The results of a scientific review conducted by investigators at the Children’s Hospital Oakland Research Institute suggest that the current recommendations for vitamin K need to be increased to ensure optimal health. As of now, the recommendations are based on making sure that adequate blood coagulation occurs. The new findings suggest that vitamin K could also help in preventing bone fragility, arterial and kidney calcification, cardiovascular disease and possibly cancer.

The paper, published in the American Journal of Clinical Nutrition, also makes an argument for the “triage” theory.
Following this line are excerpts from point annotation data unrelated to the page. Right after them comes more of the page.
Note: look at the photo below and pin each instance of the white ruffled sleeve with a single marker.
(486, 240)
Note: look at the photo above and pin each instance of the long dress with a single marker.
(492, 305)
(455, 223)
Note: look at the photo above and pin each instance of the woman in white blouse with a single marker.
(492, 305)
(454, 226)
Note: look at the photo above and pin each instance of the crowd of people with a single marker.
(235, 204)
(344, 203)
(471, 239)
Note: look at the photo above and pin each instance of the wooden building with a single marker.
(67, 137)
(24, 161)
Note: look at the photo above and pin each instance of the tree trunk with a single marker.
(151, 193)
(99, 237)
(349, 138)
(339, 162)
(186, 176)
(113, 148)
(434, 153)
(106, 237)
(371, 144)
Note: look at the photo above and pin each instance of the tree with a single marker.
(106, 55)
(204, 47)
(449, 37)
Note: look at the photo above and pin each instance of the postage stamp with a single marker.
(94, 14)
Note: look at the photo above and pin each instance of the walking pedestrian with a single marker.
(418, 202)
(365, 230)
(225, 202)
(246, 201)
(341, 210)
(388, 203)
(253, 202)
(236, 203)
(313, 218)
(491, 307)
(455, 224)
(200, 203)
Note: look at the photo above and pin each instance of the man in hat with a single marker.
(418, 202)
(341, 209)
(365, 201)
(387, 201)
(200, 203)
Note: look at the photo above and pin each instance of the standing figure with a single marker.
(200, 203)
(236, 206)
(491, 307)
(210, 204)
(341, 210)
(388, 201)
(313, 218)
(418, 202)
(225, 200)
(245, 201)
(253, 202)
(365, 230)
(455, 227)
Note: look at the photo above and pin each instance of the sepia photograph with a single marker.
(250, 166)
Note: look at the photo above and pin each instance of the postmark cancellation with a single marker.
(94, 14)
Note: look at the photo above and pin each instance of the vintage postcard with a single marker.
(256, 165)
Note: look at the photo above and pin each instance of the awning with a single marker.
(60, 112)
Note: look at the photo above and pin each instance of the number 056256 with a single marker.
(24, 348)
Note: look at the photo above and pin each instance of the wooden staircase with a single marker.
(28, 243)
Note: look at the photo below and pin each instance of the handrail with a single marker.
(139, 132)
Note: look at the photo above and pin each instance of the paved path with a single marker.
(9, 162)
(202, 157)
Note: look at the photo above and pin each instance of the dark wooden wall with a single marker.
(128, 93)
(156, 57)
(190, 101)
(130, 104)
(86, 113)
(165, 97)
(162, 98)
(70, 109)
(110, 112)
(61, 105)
This theory, first introduced in 2006 by researcher Dr. Bruce Ames, explains how age-related diseases, such as heart disease, cancer and dementia, could possibly be the consequences of evolutionary mechanisms designed to protect against vitamin and mineral shortages.

Specifically, how our body reacts to episodic vitamin and mineral shortages and our survival depends on getting the optimum intake of all vitamins and minerals, since doing so may have incredible implications for preventing disease. If this theory is correct, micronutrient deficiencies could trigger cancer, aging and neural decay. (McCann et al. Am. J. Clin. Nutr. Published online ahead of print, doi: 10.3945/ajcn.2009.27930.)

The Anti-Aging Bottom Line:
K is lesser known than its other known alphabet counterparts. But this review suggests that its role in our health is more important than once thought. The best way to ensure optimal blood levels of vitamin K is to take a supplement made with K2, which research has shown to be the most effective supplemental form. You can get the two main forms of vitamin K from green leafy vegetables (vitamin K1, or phylloquinone) and meat and cheese (vitamin K2, or menaquinones).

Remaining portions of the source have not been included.